The injured party was a flight attendant being transported by shuttle bus operated by Commuter Transportation Company, pursuant to a written agreement with Wayne County to provide ground transportation services at Detroit Metropolitan Airport. USAA insured the injured party, and Houston General insured the bus company, Commuter Transportation.
USAA claimed that the shuttle was in the business of transporting passengers under the priority provision of §3114(2) which provides that a person suffering accidental injury while a passenger of a motor vehicle operated in the business of transporting passengers shall receive PIP benefits from the insurer of that vehicle. Houston General, as insurer of the bus, contended that the airport was a non-profit organization, and that under §3114(2)(c)(d), the provisions of §3114(2) which would require PIP benefits be paid from the insurer of the bus do not apply where the bus is operating under either a government sponsored transportation program or is operated by or providing service to a non-profit organization.
Houston General contended that Commuter Transportation did not have priority because it was both a governmental sponsored transport program and because it provided services to the Wayne County Metropolitan Airport Authority, a non-profit organization.

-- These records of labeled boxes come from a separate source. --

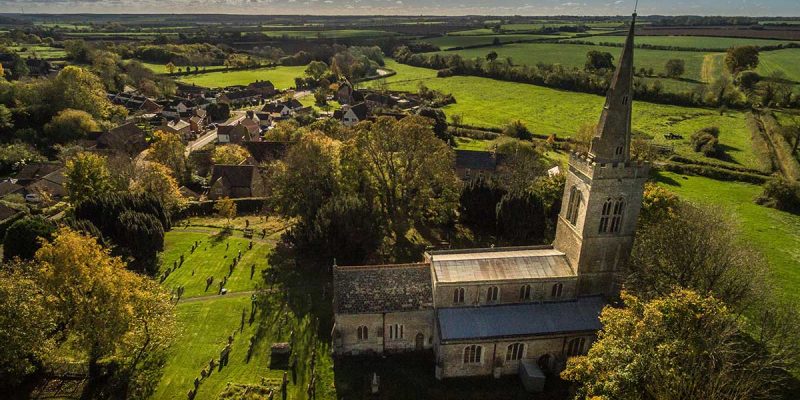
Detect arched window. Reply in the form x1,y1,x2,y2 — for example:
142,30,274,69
519,285,531,301
567,338,586,357
464,344,483,364
486,286,500,303
611,198,625,232
506,343,525,361
389,324,403,339
453,288,464,304
567,186,581,225
358,326,369,340
550,283,564,297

With regard to the contention that Commuter's operation of the shuttle bus service was a government sponsored transportation program, the Court of Appeals held that because the written agreement between Commuter and Wayne County specifically states that the contract did not render Commuter an agent or representative of the County for any purpose, and because Commuter was providing services as an independent contractor, it therefore did not constitute a government sponsored transportation program within the meaning of §3114(2)(c). Payment for a service by a government agency is not enough to render the service a government sponsored activity.
With regard to Commuter's contention that it was providing a service to a non-profit organization, the Court of Appeals held that because the statute did not define the term "non-profit organization," it was necessary to look to the legislative history of the act. Section 3114 was amended in 1976 for the purpose of easing the financial burden on the operators of vehicles used in government sponsored transportation programs or providing service to non-profit organizations. The court noted that the intent was to spare government sponsored programs and non¬profit organizations the cost of high insurance premiums. In the instant case, the cost of insurance was borne not by the airport or Wayne County, but by Commuter, which by contract was required to provide its own no-fault insurance. Further, Commuter is a for-profit corporation. The Court of Appeals held that the Legislature did not intend that government entities be considered "non-profit organizations" under the no-fault statute at issue.
Judge Murphy, in his dissent, argues that the provisions of §3114(2)(d) are clear and unambiguous, and that based upon the evidence that Metropolitan Airport is not operated for the purpose of producing a profit, it was therefore a non-profit organization and the injury occurred on a bus that provides service to that non-profit organization.